La lectura de ahora de Absalón, Absalón ha sido profunda, meditada, casi piadosa, degustando la armonía del texto. Es como si me dispusiera a rezar una plegaria, a recogerme hacia dentro para que salga pausada y sentida desde el corazón. Esta novela me marcó hace tiempo cómo debía decir lo que quería escribir, como expresar lo que tanto se atropellaba en el bullir ansioso de las historias de mi cabeza.

En la historia que contiene Absalón, Absalón, el grado de destrucción de las personas, así como la fuerza autodestructiva que hay dentro de todos nosotros, alcanza una insobornable precisión. Las guerras son destructivas, de ellas se sacan pocas ventajas, se esquilma el valor y el espíritu, se horadan profundas heridas, se siegan vidas, aparece el abominable instinto de la devastación. La guerra de Secesión norteamericana fue eso, un cúmulo de furia desatada, de odios que se enquistaron y de ofensas para lacerar la dignidad humana. Transmutó aquel país, Estados Unidos, y sacó del letargo las pasiones humanas, las más bajas y rencorosas, el ensañamiento y el racismo más mordaz.

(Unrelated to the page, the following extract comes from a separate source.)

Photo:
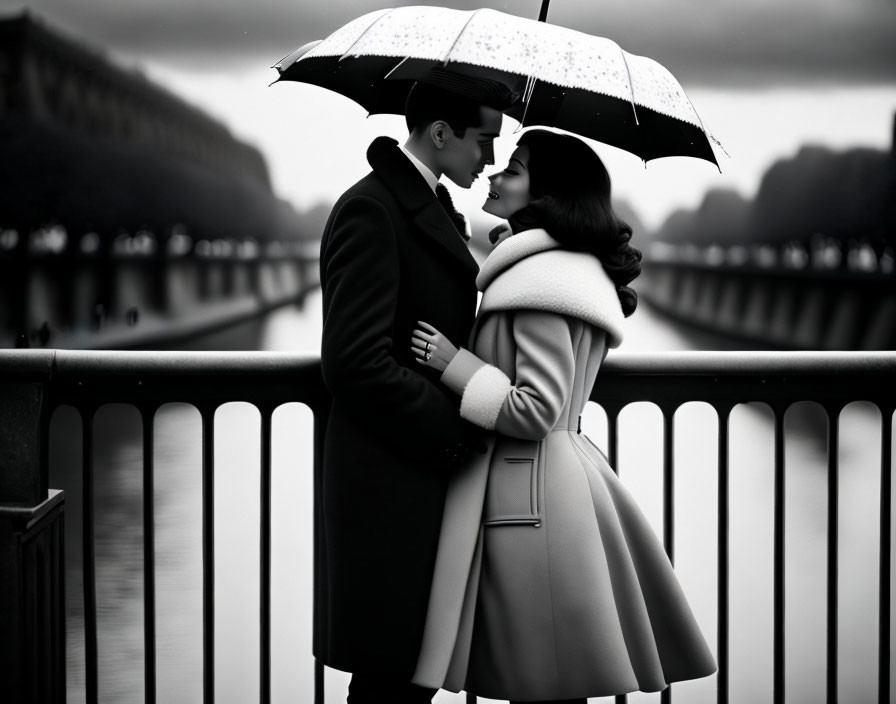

La legión de personajes que pululan en Absalón, Absalón son el reflejo de todo esto que hemos dicho. A todos se les endureció el carácter y a todos la vida les dio un vuelco.

Durante dos semanas he vuelto a navegar por el río Misisipi y pasear por el condado de Yoknapatawpha, y como Quintín, no he sentido un odio especial hacia el sur.